Environmental Protection Agency Administrator Lisa Jackson was on hand to sign the document alongside Canadian Environment Minister Peter Kent. Jackson said the agreement was “prevention oriented” because all the various interest groups with a stake in the lakes decided that it was better not to wait until damage occurs but to take action ahead of time.
Kent said the agreement recommits both countries to tackle the 43 areas of concern that are severely degraded or contaminated. He said 17 of these areas of concern are located in Canada, and that three have been fully remediated and at least four are in the process of being rehabilitated.
“The Great Lakes Water Quality Agreement supports our shared responsibility to restore and protect this critical resource, and builds on 40 years of binational success,” Kent said.
“The new protocol comes at a critical time and provides tools needed to address old threats such as pollution and to respond to new ones such as climate change and invasive species,” said Lana Pollack, U.S. co-chair of the International Joint Commission.
Pollack, who was present at the signing, said the agreement is “just words on a page until it's brought to fruition through implementation.”

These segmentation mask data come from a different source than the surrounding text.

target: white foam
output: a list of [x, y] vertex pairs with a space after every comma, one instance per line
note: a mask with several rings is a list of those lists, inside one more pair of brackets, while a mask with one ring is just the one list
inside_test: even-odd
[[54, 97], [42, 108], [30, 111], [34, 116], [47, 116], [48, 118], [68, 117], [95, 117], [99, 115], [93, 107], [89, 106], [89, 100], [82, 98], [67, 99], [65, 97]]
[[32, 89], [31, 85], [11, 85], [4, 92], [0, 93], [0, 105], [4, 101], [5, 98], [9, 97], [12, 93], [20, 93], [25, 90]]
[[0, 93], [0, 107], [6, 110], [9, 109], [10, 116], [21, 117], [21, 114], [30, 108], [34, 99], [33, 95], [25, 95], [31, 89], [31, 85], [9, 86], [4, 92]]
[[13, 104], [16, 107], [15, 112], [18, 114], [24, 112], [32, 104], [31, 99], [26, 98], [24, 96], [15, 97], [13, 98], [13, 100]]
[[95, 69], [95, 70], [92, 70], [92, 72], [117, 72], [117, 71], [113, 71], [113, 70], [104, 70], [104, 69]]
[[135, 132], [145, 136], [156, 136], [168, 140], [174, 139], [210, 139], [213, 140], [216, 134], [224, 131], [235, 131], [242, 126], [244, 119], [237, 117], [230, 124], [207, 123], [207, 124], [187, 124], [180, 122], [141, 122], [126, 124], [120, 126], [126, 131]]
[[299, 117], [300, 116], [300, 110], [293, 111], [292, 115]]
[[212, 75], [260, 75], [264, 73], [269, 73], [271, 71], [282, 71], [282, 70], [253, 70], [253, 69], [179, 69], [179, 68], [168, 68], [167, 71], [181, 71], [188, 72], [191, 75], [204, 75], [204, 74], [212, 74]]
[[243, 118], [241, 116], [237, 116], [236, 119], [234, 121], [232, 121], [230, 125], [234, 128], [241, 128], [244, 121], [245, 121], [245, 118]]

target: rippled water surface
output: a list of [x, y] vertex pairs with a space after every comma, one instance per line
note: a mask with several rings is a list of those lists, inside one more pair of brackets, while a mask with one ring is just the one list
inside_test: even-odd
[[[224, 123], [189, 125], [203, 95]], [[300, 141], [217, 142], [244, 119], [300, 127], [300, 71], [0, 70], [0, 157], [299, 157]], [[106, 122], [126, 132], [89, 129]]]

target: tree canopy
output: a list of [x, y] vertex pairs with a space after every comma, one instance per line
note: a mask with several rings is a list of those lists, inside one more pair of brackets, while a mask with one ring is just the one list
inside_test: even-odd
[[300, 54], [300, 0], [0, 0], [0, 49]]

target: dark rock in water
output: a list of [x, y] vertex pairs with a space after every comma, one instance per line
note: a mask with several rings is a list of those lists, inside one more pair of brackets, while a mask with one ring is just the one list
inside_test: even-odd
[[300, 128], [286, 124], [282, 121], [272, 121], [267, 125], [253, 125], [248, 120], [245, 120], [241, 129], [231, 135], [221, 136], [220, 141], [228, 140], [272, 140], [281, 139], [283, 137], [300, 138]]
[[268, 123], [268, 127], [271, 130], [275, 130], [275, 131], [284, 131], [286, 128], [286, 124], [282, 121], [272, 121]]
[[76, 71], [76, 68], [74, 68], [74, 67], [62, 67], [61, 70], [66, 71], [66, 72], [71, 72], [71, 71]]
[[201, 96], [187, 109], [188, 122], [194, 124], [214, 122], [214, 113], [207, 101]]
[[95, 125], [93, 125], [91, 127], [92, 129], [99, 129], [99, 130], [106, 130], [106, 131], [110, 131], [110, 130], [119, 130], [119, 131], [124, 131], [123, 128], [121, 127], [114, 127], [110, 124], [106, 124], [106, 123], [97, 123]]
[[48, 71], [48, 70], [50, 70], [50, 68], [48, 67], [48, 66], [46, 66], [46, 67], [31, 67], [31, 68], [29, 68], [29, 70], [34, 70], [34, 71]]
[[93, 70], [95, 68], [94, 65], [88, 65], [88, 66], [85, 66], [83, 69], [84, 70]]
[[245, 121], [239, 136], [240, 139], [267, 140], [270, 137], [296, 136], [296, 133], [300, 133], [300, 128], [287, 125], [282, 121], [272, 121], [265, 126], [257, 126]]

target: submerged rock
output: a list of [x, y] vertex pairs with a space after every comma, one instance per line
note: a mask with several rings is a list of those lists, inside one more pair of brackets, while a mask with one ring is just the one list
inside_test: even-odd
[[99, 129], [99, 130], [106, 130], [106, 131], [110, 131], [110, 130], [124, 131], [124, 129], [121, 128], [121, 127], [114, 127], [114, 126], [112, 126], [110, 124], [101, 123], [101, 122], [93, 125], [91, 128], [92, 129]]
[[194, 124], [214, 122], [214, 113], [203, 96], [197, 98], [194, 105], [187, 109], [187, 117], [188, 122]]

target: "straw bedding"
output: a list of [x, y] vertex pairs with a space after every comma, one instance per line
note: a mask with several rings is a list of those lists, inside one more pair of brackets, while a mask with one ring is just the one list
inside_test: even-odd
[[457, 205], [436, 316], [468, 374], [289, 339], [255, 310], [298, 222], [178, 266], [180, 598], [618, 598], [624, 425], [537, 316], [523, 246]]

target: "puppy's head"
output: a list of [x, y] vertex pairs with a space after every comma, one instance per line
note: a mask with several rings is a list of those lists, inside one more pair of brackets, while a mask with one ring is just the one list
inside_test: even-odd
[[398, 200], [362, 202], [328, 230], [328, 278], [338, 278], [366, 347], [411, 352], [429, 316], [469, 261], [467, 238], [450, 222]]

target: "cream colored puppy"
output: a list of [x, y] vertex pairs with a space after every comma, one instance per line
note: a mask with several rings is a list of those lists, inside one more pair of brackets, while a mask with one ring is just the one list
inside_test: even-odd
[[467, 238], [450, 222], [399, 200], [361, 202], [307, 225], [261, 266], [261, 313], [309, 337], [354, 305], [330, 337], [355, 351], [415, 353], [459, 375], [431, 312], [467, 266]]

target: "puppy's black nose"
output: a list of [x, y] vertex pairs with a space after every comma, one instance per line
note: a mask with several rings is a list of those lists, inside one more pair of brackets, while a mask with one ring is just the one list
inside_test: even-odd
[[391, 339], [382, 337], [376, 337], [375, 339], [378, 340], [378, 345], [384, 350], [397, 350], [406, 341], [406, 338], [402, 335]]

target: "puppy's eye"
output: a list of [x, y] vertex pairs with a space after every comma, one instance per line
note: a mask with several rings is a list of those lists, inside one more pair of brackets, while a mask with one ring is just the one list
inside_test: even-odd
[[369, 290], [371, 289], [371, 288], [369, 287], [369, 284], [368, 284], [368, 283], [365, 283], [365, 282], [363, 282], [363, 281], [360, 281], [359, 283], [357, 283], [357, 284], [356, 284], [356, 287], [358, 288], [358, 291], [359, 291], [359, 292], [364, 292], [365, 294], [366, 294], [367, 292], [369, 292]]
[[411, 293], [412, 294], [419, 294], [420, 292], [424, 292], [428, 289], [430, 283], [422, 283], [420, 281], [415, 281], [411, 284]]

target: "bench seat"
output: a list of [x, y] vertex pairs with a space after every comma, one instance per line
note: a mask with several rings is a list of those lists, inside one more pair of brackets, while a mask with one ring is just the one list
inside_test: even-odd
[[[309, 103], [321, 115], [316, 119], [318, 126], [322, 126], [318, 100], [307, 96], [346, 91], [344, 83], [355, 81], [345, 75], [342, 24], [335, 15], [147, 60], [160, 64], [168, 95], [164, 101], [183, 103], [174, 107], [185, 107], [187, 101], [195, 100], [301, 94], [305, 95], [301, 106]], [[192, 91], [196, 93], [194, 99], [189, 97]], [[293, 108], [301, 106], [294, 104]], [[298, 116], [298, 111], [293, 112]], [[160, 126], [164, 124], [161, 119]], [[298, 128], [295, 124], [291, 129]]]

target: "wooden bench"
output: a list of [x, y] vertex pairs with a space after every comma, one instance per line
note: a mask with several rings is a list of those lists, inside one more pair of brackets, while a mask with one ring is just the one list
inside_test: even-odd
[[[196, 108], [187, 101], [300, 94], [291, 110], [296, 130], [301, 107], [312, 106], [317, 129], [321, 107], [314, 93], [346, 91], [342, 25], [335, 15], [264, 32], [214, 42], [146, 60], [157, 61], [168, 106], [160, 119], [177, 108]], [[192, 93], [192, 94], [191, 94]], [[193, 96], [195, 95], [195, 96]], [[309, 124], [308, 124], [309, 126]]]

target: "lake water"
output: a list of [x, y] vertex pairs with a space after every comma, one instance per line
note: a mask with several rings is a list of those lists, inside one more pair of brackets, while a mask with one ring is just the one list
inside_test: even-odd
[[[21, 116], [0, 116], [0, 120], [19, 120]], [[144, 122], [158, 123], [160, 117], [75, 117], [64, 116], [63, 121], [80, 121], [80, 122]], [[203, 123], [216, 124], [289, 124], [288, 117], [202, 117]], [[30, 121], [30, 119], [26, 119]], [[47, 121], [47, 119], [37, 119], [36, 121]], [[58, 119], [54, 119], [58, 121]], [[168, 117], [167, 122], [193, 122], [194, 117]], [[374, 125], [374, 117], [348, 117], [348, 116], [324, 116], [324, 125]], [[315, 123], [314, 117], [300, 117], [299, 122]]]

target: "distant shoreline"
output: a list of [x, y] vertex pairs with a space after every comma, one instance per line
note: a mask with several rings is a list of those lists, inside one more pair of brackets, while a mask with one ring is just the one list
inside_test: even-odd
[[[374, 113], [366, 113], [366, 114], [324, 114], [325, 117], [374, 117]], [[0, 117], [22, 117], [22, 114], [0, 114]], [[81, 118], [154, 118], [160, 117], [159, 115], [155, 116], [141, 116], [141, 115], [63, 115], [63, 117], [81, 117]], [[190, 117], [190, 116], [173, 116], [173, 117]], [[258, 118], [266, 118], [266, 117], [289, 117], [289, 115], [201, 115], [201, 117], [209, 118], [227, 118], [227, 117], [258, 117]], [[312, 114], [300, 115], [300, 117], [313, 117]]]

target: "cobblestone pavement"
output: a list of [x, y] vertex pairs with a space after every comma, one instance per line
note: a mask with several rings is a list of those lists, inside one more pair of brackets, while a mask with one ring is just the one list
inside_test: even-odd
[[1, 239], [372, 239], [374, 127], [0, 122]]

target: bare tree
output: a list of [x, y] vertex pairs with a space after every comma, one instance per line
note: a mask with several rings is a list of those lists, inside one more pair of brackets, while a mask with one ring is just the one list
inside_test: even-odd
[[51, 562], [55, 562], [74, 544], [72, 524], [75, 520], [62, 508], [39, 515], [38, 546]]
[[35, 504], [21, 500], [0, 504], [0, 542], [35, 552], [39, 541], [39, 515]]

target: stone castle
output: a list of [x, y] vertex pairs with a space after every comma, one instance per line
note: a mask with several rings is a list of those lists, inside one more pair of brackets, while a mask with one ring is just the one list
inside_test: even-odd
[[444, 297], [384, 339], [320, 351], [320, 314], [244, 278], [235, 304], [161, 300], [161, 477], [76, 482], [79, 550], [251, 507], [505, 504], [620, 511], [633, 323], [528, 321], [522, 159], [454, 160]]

The agreement calls upon both countries to update phosphorus standards for open waters and near-shore areas of each lake. Specifically, the agreement calls upon EPA and Environment Canada to:
• Develop, within three years, binational objectives for phosphorus concentrations, loading targets, and loading allocations for Lake Erie;
• Develop, within five years, binational phosphorus reduction strategies and domestic action plans to meet the objectives for phosphorus concentrations and loading targets in Lake Erie;
• Assess, develop, and implement programs to reduce phosphorus loadings from urban, rural, industrial, and agricultural sources. This will include proven best management practices, along with new approaches and technologies;
• Identify priority watersheds that contribute significantly to lakewide or local algae development, and develop and implement management plans to achieve phosphorus load reduction targets and controls; and
• undertake and share research, monitoring and modeling necessary to establish, report on and assess the management of phosphorus and other nutrients and improve the understanding of relevant issues associated with nutrients and excessive algal blooms.
Jackson and Kent both were asked whether there were any specific climate change prevention measures that the governments were considering for the Great Lakes. Jackson said there were no specific measures aimed at climate change itself, but its impacts would be considered “broadly” among the many impacts felt in the Great Lakes.
Jackson emphasized that communities living near the lakes would be encouraged to consider green infrastructure techniques to manage stormwater and nutrient runoff.